Causal Mode Multiplexer: A Novel Framework for Unbiased Multispectral Pedestrian Detection
Taeheon Kim, Sebin Shin, Youngjoon Yu, Hak Gu Kim, Yong Man Ro
TL;DR
This work tackles modality bias in multispectral pedestrian detection by explicitly modeling causality between RGB and thermal inputs. The proposed Causal Mode Multiplexer (CMM) learns data-type–specific causal graphs, using a common mode to capture total effects on day data and a differential mode to extract total indirect effects on ROTX data, thereby pruning the thermal direct effect that skews predictions. A novel ROTX-MP dataset is introduced to stress-test ROTX scenarios, and extensive experiments show improved generalization across KAIST, CVC-14, FLIR, and ROTX-MP, with AP gains up to 70.4 on ROTX-MP and notable improvements on existing benchmarks. The approach offers a principled, counterfactual-based debiasing framework that enhances reliability of multispectral detectors in safety-critical applications. The ROTX-MP release will catalyze further research into modality bias and causal reasoning in multimodal perception.
Abstract
RGBT multispectral pedestrian detection has emerged as a promising solution for safety-critical applications that require day/night operations. However, the modality bias problem remains unsolved as multispectral pedestrian detectors learn the statistical bias in datasets. Specifically, datasets in multispectral pedestrian detection mainly distribute between ROTO (day) and RXTO (night) data; the majority of the pedestrian labels statistically co-occur with their thermal features.
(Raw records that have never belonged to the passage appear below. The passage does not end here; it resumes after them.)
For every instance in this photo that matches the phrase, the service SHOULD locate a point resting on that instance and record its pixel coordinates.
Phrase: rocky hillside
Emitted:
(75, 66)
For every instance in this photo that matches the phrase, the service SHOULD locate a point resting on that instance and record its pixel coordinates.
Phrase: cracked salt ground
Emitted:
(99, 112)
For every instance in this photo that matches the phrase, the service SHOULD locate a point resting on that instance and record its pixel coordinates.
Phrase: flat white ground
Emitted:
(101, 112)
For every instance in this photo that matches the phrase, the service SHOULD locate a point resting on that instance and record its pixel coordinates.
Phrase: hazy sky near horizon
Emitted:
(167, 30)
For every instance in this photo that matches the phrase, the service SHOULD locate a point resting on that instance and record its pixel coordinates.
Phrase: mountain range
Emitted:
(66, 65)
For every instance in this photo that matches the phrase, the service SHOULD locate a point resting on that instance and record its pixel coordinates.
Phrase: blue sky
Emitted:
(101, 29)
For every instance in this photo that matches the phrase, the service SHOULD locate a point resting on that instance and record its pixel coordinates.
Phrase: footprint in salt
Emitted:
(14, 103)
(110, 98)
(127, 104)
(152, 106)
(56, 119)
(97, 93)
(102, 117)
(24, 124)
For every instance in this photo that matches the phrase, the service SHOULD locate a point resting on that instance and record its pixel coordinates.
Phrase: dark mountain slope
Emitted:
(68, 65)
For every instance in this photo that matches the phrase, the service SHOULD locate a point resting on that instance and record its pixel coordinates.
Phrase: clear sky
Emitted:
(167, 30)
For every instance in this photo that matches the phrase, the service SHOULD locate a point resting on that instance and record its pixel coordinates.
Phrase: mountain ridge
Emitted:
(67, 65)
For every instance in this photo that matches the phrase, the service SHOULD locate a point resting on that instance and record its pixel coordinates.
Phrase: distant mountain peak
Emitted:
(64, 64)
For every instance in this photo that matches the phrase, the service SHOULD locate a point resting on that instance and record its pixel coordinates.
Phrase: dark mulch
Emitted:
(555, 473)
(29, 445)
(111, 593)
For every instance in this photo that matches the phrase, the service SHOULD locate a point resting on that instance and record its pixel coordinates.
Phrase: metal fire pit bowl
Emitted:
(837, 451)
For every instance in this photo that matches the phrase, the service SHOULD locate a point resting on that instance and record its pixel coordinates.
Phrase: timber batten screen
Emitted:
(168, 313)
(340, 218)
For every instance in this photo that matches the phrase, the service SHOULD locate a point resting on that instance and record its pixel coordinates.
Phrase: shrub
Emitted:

As a result, multispectral pedestrian detectors show poor generalization ability on examples beyond this statistical correlation, such as ROTX data. To address this problem, we propose a novel Causal Mode Multiplexer (CMM) framework that effectively learns the causalities between multispectral inputs and predictions. Moreover, we construct a new dataset (ROTX-MP) to evaluate modality bias in multispectral pedestrian detection. ROTX-MP mainly includes ROTX examples not presented in previous datasets. Extensive experiments demonstrate that our proposed CMM framework generalizes well on existing datasets (KAIST, CVC-14, FLIR) and the new ROTX-MP. We will release our new dataset to the public for future research.